Für mich sind 50 Stunden pro Woche aber schon zu viel. Ich habe kein Problem Überstunden zur machen, wenn es konkret einen Anlass gibt z. B. wenn eine Selbstanzeige für einen Mandanten schnell erstellt werden muss. In einer Beratungsgesellschaft dürfte es aber eigentlich gar nicht viele Überstunden geben, da die Arbeit aus vielen einzelnen Aufträgen besteht, die auf die vielen Mitarbeiter, die ähnliches Know-how haben, aufgeteilt werden könnten. Außerdem würde auch die Möglichkeit zum Zeitausgleich bestehen. Ich habe bisher aber keine Kanzlei gefunden, wo das wirklich so gehandhabt wird. Es werden systematisch Überstunden eingefordert, Woche für Woche. Das finde ich nicht in Ordnung. Selbst wenn die Überstunden bezahlt werden, passen 50 Stunden nicht in meine Lebenssituation. Ich finde 40 Stunden konzentrierte Bildschirmarbeit sind wirklich genug. Führungskräfte usw. mögen andere Arbeitszeiten haben. Davon rede ich aber nicht. Ich rede von Senior / Experten-Stellen mit ganz überwiegend Arbeit am Bildschirm.

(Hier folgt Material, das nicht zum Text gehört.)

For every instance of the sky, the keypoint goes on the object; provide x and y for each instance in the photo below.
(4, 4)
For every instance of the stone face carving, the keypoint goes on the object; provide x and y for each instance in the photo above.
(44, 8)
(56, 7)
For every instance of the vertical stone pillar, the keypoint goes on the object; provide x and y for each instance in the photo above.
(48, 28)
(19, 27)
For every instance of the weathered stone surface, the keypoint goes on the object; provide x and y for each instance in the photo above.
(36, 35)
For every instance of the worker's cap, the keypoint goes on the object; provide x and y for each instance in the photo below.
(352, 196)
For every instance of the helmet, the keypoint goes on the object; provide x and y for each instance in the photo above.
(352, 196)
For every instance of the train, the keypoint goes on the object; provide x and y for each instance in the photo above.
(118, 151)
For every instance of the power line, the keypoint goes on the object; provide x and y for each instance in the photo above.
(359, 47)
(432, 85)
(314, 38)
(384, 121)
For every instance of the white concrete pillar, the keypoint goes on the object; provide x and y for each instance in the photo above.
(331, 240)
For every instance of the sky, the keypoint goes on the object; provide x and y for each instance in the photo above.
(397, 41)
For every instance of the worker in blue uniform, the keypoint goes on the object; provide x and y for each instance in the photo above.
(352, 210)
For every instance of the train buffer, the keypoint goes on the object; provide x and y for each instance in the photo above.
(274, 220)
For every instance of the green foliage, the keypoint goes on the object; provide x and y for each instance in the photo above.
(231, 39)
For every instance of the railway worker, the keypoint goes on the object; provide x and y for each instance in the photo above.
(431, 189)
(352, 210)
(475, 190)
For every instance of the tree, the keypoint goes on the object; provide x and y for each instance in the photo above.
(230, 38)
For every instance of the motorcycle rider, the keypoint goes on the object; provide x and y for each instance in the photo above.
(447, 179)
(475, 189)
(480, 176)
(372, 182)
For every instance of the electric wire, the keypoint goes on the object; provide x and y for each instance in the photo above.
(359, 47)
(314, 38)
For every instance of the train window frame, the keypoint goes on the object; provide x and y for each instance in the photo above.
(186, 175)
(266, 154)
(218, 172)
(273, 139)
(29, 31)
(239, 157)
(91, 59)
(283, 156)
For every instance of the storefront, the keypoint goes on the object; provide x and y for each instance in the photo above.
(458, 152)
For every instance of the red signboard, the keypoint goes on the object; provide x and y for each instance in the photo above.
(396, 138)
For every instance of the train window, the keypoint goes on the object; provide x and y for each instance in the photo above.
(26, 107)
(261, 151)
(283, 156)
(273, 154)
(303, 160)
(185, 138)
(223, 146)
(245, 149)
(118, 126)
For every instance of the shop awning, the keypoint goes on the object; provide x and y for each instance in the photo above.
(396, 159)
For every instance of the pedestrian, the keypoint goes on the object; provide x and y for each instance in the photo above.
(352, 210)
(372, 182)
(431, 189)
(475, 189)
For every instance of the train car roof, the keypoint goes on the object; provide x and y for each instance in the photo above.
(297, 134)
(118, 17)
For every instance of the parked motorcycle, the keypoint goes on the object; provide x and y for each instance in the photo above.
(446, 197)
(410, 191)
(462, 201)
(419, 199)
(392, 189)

Ich war bisher in Kanzleien mit der Größe 10-20 Mitarbeiter beschäftigt und habe die meiste Zeit immer mehr Aufträge bekommen, als ich in meiner normalen Arbeitszeit abarbeiten konnte. Selbst als ich mehrere Jahre 45 Stunden pro Woche gearbeitet habe und so schnell gearbeitet habe, wie wenn ich auf der Flucht gewesen wäre, hat es das Problem nicht gelöst. Die Inhaber wollten immer mehr Aufträge bei mir platzieren. Da ich auf die ständigen Diskussionen und Konflikte keine Lust mehr hatte, habe ich mich auf dem Arbeitsmarkt umgesehen und arbeite jetzt bei einem großen Industrie-Mittelständler (nicht Inhaber-geführt).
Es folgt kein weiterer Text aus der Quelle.